Cook a pound of pasta for 4 servings, and drain, reserving a ladleful of the cooking water.  We use plain ol' white spaghetti.  Finely chop about 2 pounds of fresh, ripe, unpeeled tomatoes.  We use Romas; if you use slicing tomatoes, put them in a colander briefly to drain some of their juice. Snip or slice the leaves from several sprigs of basil.  Coarsely crumble about 8 ounces of goat's milk feta cheese.  Put tomatoes, basil, cheese, and a little olive oil in a large serving bowl; add cooked pasta, a couple tablespoons of the cooking water, and salt to taste.  Toss together and serve.

Sunday, July 3, 2011

Remodeling

I had an exciting and unlikely prophetic dream last night that, at some point in the future, there will be wild elephants in Mexico. 

My mother finally visited our hot and little-used second floor to see the extensive drywall repair work my husband had recently finished, necessitated by the much-regretted (on my part) joint decision 6 years ago to install a heat pump when we bought the house, and the unbelievably bad drywall work the installers did over the ducts (this is a Cape Cod house, so there was no space to do ductwork between the roof and ceilings.)  She peeked in the bathroom and made a decision to remodel it, something I've been campaigning for since we moved in.  The upstairs bathroom, victim of a very low-budget do-it-yourself remodel I'm guessing 30 or so years ago, features plastic wall tiles (where they haven't fallen off), a partition wall between the shower and toilet that is rotting at the base, and a space between the shabby homemade vanity and said partition so small you have to turn sideways to get to the toilet; I tell you this just so you don't think I'm frivolous in wanting to remodel it.  The whole room is about 5 by 5 feet and can't be expanded, far too small to contain a shower, but removing it and making the house a 1.5 bath would sacrifice "value", so we have to find a way to squeeze a shower in there better than it was done before.  My brother has been hired as the contractor, which is good because I know he won't treat me like a nutjob when I push for the lowest-environmental-impact options.  Remodeling this bathroom will make it easier to sell the house, and make it much closer to rental-ready if we have to rent it instead; it will also make it easier for me to share the house in the meantime. 

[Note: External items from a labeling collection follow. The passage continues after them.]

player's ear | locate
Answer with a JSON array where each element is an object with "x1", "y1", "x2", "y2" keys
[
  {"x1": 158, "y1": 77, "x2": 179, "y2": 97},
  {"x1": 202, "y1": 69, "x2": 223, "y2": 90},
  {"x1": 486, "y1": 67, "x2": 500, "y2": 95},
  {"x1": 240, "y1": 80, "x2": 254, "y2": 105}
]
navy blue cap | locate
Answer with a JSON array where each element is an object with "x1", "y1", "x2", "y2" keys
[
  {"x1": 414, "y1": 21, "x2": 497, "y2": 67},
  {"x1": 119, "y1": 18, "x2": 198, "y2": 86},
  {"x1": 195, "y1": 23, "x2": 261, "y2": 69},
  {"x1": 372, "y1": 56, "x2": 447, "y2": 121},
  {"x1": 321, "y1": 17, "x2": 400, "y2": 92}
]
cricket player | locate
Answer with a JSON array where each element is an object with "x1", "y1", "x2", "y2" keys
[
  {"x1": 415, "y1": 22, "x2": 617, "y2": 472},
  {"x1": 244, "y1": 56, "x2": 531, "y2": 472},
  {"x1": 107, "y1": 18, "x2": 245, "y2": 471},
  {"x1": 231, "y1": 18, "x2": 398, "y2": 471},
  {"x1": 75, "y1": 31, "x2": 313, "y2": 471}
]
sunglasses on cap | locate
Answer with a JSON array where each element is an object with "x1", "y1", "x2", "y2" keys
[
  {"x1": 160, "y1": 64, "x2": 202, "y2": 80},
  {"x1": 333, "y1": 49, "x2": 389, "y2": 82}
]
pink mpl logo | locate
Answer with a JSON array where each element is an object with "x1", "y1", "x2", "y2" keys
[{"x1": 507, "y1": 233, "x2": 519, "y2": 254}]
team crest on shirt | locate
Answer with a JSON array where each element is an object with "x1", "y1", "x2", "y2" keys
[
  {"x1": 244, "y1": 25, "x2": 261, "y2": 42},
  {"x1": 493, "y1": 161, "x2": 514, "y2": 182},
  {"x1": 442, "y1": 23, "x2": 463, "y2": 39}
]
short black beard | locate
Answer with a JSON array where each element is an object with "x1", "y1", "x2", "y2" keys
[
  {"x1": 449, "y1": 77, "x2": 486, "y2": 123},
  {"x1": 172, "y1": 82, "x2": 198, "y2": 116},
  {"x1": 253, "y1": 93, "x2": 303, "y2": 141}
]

My job was supposed to end over a week ago, but when I emailed the HR person on the second-to-last day to inquire about my final paycheck, she told me she had emailed my boss on June 6 to tell her that I could stay through July 22, but my boss apparently was so busy with some personal problem(s) that she hadn't gotten around to reading the email 3 weeks later, which is not surprising to anyone who knows my boss.  So, I am employed for a little while longer, and Carmaggedon (what I'm calling my anticipated liberation from daily access to an automobile and the resulting life changes when my husband takes the car) has been postponed accordingly.  I think I've gotten my bike trailer operational - it needed a new tire.  The bike shop would not sell me a new seat for my bike, instead the guy adjusted the seat I had and told me to ride it until I could describe specifically what was uncomfortable about it.  I appreciated that.  I've still got to learn to do roadside repairs (tubes at least) and think through what I'll do if something happens while I'm out with my son, because I feel like the bike and trailer are much less reliable than a car.  Maybe I'm wrong in thinking that?  Maybe it's just that the familiarity of a car offers psychological security, while the bicycle makes me feel vulnerable.  I've never changed a car tire but that doesn't stop me from going anywhere in the car.

I dropped my mom at the airport this morning.  It may take me months to recover from this visit.  A few good things came out of it, but the status of my plans at this point, the way I see it, is that I'm on my own.  I'm going to need a lot of determination to change my life into what I want it to be.